A Ticket for the Chennai Express

I cursed at the crawling traffic and wondered why people were not out of town since it was a long weekend.

Bangaloreans have a tradition. If it is the long weekend, most of the Bangalore crowd would be seen at one of the scenic locations 150-300 kms away from the city. This is one of the best things Bangalore has to offer… plenty of getaways within a few hours drive. But uncharacteristically, most of them seemed to have piled up on this huge road, honking and shouting like always.

The culprit on this particular evening turned out to be Chennai Express. Not the train. The movie.

It has been a while since I saw a movie cause a traffic jam. They used to be the norm at a theatre in South Bangalore, with the traffic crawling out at 8.45 PM and the new crowd waiting to get in. But with the arrival of multiplexes, you see massive lines outside malls and you don’t always think they are headed into the mall to watch a movie. 

These lines belong to the era of old Bangalore when watching a movie was an ‘event’. It was not as simple as sharing an event on Facebook either. You checked listings in the newspaper – and they were accurate 99 percent of the time and gave all the details and theatres – picked the 9.30 PM show at a theatre closest to you. The youngest boy of the family who was just old enough to ride would be sent to book tickets for the show, generally a day or two away. 

On the night in question, the entire family would squeeze into a car designed for 4 normal adults and head to the theatre. There was an air of anticipation. Nobody bought popcorn before the movie. You just wanted to get in, get into your chair and wait to watch those images on screen. 
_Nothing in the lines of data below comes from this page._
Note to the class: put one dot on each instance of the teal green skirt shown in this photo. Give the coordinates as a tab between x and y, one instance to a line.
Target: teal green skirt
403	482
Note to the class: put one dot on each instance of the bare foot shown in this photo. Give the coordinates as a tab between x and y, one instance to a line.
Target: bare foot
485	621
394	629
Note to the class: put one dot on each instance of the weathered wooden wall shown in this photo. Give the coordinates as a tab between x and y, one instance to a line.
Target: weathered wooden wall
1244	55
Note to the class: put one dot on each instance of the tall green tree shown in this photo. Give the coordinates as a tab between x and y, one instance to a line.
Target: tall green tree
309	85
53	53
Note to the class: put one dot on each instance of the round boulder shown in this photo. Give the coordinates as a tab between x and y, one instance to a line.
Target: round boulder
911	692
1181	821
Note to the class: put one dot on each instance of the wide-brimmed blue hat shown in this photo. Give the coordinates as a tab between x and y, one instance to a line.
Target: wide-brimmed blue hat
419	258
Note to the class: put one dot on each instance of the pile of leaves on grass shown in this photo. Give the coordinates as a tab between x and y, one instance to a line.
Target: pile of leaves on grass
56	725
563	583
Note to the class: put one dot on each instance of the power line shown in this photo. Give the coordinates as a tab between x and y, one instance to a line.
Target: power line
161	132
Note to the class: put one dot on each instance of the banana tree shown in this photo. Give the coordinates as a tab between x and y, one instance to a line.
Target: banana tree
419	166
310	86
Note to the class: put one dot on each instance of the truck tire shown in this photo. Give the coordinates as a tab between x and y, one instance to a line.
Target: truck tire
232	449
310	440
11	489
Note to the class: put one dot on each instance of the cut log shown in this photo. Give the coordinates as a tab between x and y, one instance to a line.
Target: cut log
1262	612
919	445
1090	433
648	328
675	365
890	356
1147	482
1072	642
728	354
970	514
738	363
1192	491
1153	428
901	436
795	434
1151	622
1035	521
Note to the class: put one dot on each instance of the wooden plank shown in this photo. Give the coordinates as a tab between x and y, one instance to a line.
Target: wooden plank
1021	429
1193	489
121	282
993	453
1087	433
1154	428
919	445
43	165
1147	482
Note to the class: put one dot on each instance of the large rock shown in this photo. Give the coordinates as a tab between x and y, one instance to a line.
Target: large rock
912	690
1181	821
There was always a prayer before the movie began, with that ‘certificate’ nobody could read. The mellow tunes of Yash Raj Films would be followed by a zippy number while the cast was listed. Of course, these were still times when SRK’s name would elicit some whistles. He was popular while we grew up. My friends dragged me to enough shows on Sunday mornings for me to know that. The movies were entertaining. 

The interval was time for food. You had sated your appetite for stardom enough to think about the other kind of food. Popcorn, fryums, pepsi, perhaps a samosa. You munched on the popcorn, as the movie gained pace and reached some, usually happy, ending. You came out feeling righteous or romantic or whatever the movie intended you to feel. You hashed it over with your family as you squeezed back into the car. You replayed your favorite scene in your mind as your drifted off to sleep. You wished an uncle or aunt would come to town while the movie was still playing so you could watch it again. Or you could wait, you thought, till it played on TV. If you were lucky, the video tapes would be out soon. Or the DVDs.

Those were the days when there were massive jams outside movie theatres. 

It was refreshing to see the lines outside a theatre again, that too a dying one. I didn’t think Chennai Express would be the movie to get people back into the theatre in droves, but whatever works. For all the complaints I have against Shah Rukh Khan, there hasn’t been another star in our generation who can get people into the theatre like him. No, Aamir Khan doesn’t elicit his kind of a response for all his awesome movies and neither does Salman Khan’s jhakaas moves. It might not be intelligent cinema, there might not be a plot. There might not even be a brain cell left when you come out. But he does what movies were supposed to do – entertain.

Still… It doesn’t make me wanna line up outside the theatre. What does that say about me?